During our 2011 excavations we moved a lot of dirt, by various means, and the transformation of the site was quite dramatic. Pictured below are the bare bones of Bellevue taken from on top of the backdirt pile. We had to get through two concrete floors to expose the original building footprint, and hundreds of artifacts dating between 1800 and 1850. These artifacts and excavated remains of the foundation were mute testimony to the amazing history that took place within and around Bellevue House.
The middle of the 1800s was a booming time for Bellevue, when it was the cultural heart of Halifax. Large dinners and balls were most likely a weekly occurrence. One of the balls held in 1890 had 600 guests in attendance. I wish I could get into the social aspect of Bellevue a little more and explore its connection with the likes of Adele Hugo, daughter of Victor Hugo, who pursued a naval officer to Halifax and had a fight with on the grounds of Bellevue; or Charles Austen, brother of Jane Austen, an officer in the Royal Navy who stayed at Bellevue while stationed in the city; and Prince Duleep Singh, the son of a maharajah who fled the city in disgrace over gambling debts; and, finally, Emma Albani, Canada’s foremost soprano at the end of the 19th century, who gave a concert at Bellevue House.
Some of the artifacts we found from that time period illustrate the military side of Bellevue, and also give us some idea of what may have adorned their tables, such as this large pearlware platter that would have been used during one of the great dinner parties. These parties would have been raucous affairs and we can only imagine the noise of wine glasses, like the one below, being vigorously banged on the table in acknowledgment of a toast.
But the excavations also showed us that life at Bellevue wasn’t all business and entertaining, as these pearlware children’s cups attest. The most evocative of the cups reads “A Present for My Dear Boy.”
The excavations also uncovered the cobble remains of the stables along Spring Garden Road as well as a large water cistern and a rock drain system.
The final surprise for us was the discovery of the privy/outhouse, which we assumed to have been destroyed. Privies tended to be used as garbage dumps, especially at the end of their useful lives, and they can be little treasure troves. The majority of the artifacts came from the privy, including this pearlware chamber pot.

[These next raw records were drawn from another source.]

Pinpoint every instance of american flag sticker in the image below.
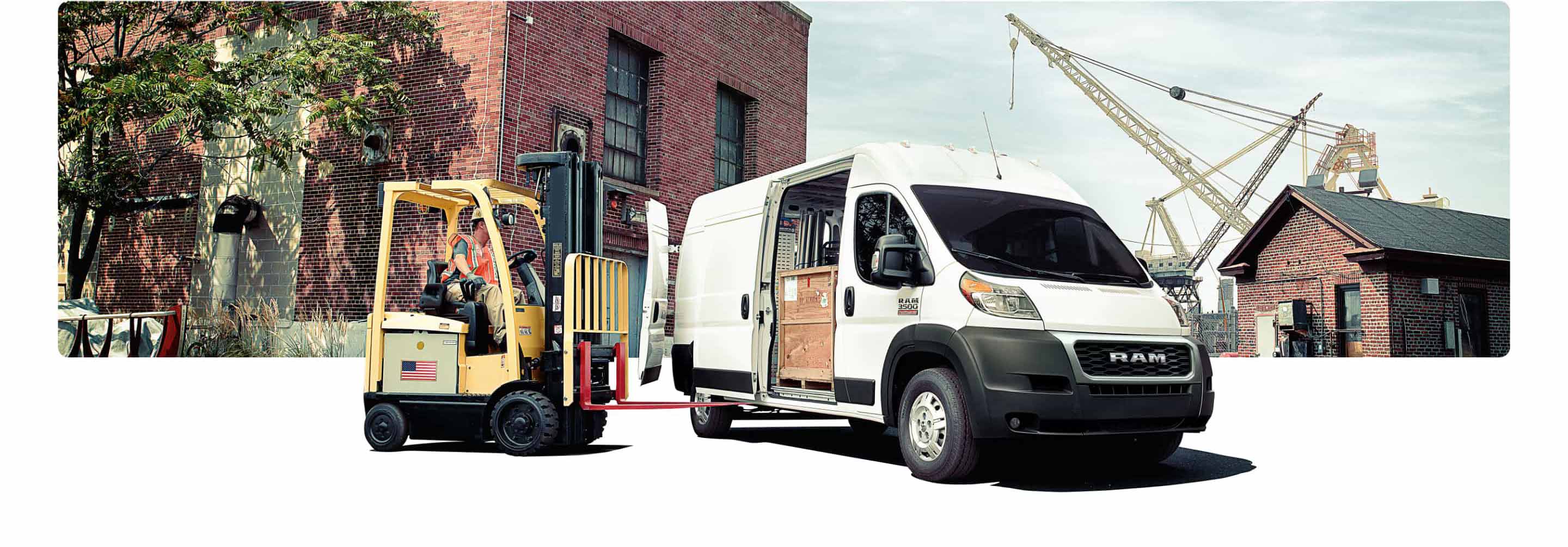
[399,361,436,382]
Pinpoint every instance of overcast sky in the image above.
[798,2,1509,307]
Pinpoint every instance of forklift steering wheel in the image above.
[506,249,540,270]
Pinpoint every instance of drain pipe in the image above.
[212,196,262,311]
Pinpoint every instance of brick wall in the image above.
[81,3,809,317]
[1235,198,1510,357]
[1389,273,1510,357]
[1235,203,1389,357]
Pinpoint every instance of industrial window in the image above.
[855,193,921,282]
[1334,284,1363,357]
[713,84,750,190]
[604,34,649,185]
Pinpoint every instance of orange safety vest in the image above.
[447,234,499,285]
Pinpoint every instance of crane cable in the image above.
[1047,39,1344,138]
[1007,25,1021,110]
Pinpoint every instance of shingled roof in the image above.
[1290,186,1509,260]
[1222,186,1509,270]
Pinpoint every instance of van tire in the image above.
[850,418,887,437]
[898,368,980,483]
[365,403,408,452]
[491,390,561,456]
[690,392,737,439]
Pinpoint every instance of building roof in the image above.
[1220,186,1509,274]
[1290,186,1509,260]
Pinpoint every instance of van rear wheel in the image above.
[691,393,736,439]
[898,368,980,483]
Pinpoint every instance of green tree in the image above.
[58,2,438,298]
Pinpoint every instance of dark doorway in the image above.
[1334,284,1365,357]
[1460,288,1491,357]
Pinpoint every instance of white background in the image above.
[0,2,1568,545]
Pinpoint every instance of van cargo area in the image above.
[671,143,1214,481]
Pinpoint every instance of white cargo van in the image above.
[671,143,1214,481]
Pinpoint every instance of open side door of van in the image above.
[638,199,670,384]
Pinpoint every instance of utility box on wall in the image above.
[1275,299,1311,331]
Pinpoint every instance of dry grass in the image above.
[185,299,356,357]
[276,311,351,357]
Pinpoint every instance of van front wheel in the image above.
[691,393,736,439]
[898,368,980,483]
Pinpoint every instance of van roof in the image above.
[718,143,1088,205]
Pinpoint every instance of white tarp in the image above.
[55,298,163,357]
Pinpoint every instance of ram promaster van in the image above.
[671,143,1214,481]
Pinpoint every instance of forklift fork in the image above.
[577,340,742,411]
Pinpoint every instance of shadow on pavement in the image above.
[403,440,629,458]
[729,426,1258,492]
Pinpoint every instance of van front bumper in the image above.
[955,327,1214,439]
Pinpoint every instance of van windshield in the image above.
[912,185,1153,287]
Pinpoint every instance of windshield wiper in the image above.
[948,249,1083,284]
[1073,271,1143,285]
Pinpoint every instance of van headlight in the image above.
[958,271,1039,320]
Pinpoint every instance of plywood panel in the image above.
[776,266,839,382]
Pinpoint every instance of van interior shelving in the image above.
[764,171,850,396]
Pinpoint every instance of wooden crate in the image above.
[775,266,839,384]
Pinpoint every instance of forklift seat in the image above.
[419,260,494,356]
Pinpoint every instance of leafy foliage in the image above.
[58,2,438,298]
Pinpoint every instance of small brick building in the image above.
[1220,186,1510,357]
[69,2,811,337]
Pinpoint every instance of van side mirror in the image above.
[872,234,921,287]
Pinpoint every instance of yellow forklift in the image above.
[364,152,734,456]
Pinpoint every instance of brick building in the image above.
[72,2,811,337]
[1220,186,1510,357]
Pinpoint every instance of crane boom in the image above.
[1187,93,1324,277]
[1007,14,1253,232]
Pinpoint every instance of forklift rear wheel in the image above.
[850,418,887,437]
[491,390,561,456]
[365,403,408,452]
[691,393,736,439]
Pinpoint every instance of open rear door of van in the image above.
[636,199,670,384]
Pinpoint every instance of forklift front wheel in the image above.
[365,403,408,452]
[491,390,561,456]
[691,393,737,439]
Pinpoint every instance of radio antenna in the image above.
[980,110,1002,180]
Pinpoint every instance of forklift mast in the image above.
[516,152,604,354]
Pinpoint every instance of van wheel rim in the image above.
[691,395,713,423]
[909,392,947,461]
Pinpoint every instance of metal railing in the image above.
[58,306,182,357]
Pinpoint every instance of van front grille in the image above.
[1085,384,1192,395]
[1073,342,1192,378]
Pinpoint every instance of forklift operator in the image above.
[445,218,520,345]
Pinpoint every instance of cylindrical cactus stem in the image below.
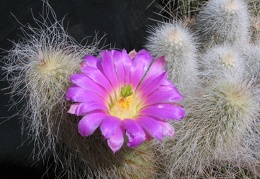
[198,44,246,85]
[247,0,260,45]
[243,45,260,84]
[156,76,258,178]
[3,1,98,164]
[146,22,198,94]
[59,126,158,179]
[195,0,250,48]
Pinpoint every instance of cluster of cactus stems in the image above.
[3,0,260,178]
[146,0,260,178]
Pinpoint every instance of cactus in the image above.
[157,75,258,178]
[146,0,260,178]
[195,0,250,48]
[199,44,246,85]
[146,22,198,93]
[3,1,162,178]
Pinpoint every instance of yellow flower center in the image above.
[109,85,139,120]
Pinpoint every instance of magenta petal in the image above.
[81,66,112,92]
[138,73,166,98]
[101,50,118,87]
[112,50,132,86]
[75,102,107,116]
[66,87,104,102]
[136,116,163,140]
[140,104,185,121]
[131,50,153,90]
[121,50,133,84]
[68,103,80,114]
[78,112,107,136]
[107,128,124,153]
[100,116,121,139]
[123,119,146,147]
[70,74,107,97]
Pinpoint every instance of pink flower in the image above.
[66,50,185,153]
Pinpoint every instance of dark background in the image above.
[0,0,162,179]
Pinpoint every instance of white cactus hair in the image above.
[3,0,99,162]
[146,21,198,92]
[243,44,260,84]
[157,75,259,178]
[195,0,250,48]
[3,0,156,179]
[198,43,246,85]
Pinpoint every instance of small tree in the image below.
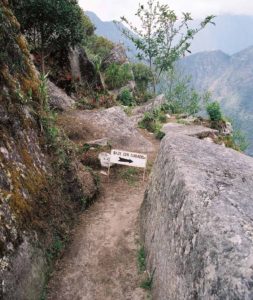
[10,0,94,73]
[132,63,152,95]
[121,0,214,93]
[161,70,203,115]
[206,101,222,122]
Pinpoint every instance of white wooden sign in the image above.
[110,149,147,168]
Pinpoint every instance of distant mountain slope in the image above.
[85,11,136,57]
[179,47,253,155]
[191,15,253,54]
[86,11,253,56]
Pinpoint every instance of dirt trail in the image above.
[47,134,157,300]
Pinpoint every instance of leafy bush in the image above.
[105,63,133,90]
[161,71,202,115]
[139,109,166,139]
[206,101,222,122]
[119,89,135,106]
[86,35,114,61]
[132,63,153,98]
[232,129,249,152]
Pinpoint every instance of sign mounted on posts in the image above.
[110,149,147,169]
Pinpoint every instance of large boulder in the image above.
[140,133,253,300]
[47,80,75,111]
[161,123,219,138]
[69,47,104,89]
[59,106,153,152]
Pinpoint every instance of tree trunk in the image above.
[41,48,45,75]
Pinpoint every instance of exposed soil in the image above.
[47,133,159,300]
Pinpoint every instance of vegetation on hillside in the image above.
[10,0,94,73]
[121,0,214,93]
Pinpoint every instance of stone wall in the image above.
[140,134,253,300]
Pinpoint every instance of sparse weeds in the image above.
[137,246,154,291]
[137,246,146,272]
[139,108,167,140]
[120,167,140,186]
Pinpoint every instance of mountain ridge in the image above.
[178,46,253,155]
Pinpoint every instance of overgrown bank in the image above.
[0,1,97,299]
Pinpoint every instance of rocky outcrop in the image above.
[140,133,253,300]
[59,106,153,152]
[69,47,104,89]
[47,80,75,111]
[161,123,219,139]
[0,0,96,300]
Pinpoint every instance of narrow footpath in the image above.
[47,137,159,300]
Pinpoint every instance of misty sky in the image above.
[79,0,253,21]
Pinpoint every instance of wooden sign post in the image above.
[108,149,148,181]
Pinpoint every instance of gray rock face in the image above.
[47,80,75,111]
[140,134,253,300]
[69,47,104,89]
[60,106,153,153]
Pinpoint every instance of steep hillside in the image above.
[86,11,253,54]
[0,0,97,300]
[179,47,253,154]
[85,11,136,57]
[191,15,253,54]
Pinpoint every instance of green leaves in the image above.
[10,0,90,70]
[121,0,214,89]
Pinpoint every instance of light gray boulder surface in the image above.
[162,123,218,138]
[140,134,253,300]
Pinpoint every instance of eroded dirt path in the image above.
[47,134,157,300]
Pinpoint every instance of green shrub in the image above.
[132,63,153,97]
[119,89,135,106]
[137,246,146,272]
[232,129,249,152]
[206,101,222,122]
[86,35,114,61]
[138,109,166,140]
[105,63,133,90]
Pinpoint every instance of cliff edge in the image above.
[140,131,253,300]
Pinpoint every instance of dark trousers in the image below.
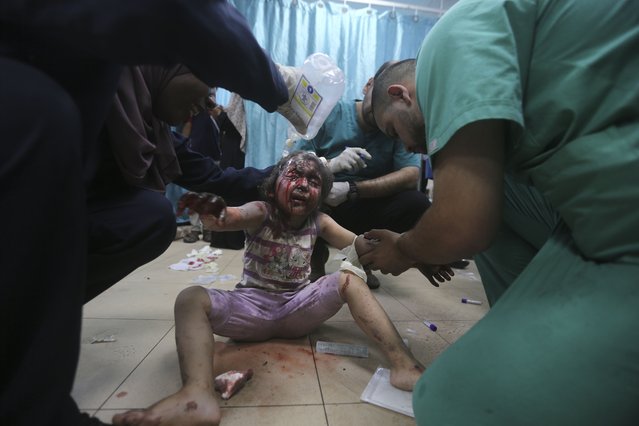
[85,186,176,301]
[0,57,87,426]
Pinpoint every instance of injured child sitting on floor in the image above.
[113,152,442,425]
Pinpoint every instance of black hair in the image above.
[260,151,333,208]
[371,58,417,118]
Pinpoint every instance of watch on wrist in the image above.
[346,181,359,201]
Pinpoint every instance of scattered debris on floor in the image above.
[214,368,253,400]
[169,245,222,273]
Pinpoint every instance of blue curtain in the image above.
[229,0,437,168]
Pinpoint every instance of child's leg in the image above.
[113,287,221,425]
[340,272,424,391]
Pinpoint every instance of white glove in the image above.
[324,182,350,207]
[328,147,373,174]
[276,64,308,135]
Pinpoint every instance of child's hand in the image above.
[415,263,455,287]
[200,209,226,231]
[177,192,226,223]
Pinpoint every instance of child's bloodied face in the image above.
[275,157,322,218]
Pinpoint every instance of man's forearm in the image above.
[356,167,419,198]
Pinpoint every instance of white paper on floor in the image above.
[359,367,415,417]
[169,246,222,272]
[191,274,237,285]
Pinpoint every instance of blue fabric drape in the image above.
[222,0,437,168]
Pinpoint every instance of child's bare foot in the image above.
[390,362,425,391]
[113,388,221,426]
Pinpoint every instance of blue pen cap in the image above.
[424,321,437,331]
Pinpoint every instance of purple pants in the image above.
[207,272,344,342]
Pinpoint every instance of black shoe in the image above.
[78,413,111,426]
[450,259,470,269]
[366,269,380,290]
[308,239,328,282]
[182,231,200,243]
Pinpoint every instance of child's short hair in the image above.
[260,151,333,205]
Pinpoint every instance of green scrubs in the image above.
[413,0,639,426]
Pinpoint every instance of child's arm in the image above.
[319,213,373,256]
[200,201,267,232]
[319,213,374,282]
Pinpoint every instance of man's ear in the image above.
[362,77,373,95]
[388,84,411,105]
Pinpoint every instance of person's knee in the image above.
[339,271,369,302]
[175,286,211,314]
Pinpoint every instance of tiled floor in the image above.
[73,240,488,426]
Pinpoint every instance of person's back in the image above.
[296,93,430,288]
[363,0,639,425]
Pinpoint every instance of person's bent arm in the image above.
[361,120,504,275]
[397,120,505,264]
[0,0,288,112]
[355,167,419,198]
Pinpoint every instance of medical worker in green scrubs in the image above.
[361,0,639,426]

My job as an archaeologist is to take all of the fragments of pottery, glass, and other artifacts and use that information to reconstruct the lives of the people who had lived there. But past lives are so much more than what we can see and touch. They were made up of sounds and smells that have been long forgotten—the neighing of horses and the smell of manure from the stables; the clattering hooves as the carriages drove into Bellevue House for one of the weekly grand balls; the stamp of soldier’s boots and the metallic clang of their rifles as they came to attention to salute an important personage; and the crackling of burning timbers, clanging of alarm bells, and gasps from onlookers as Bellevue burned to the ground. All of these sounds lay buried under a parking lot for 46 years before archaeology was able to release them.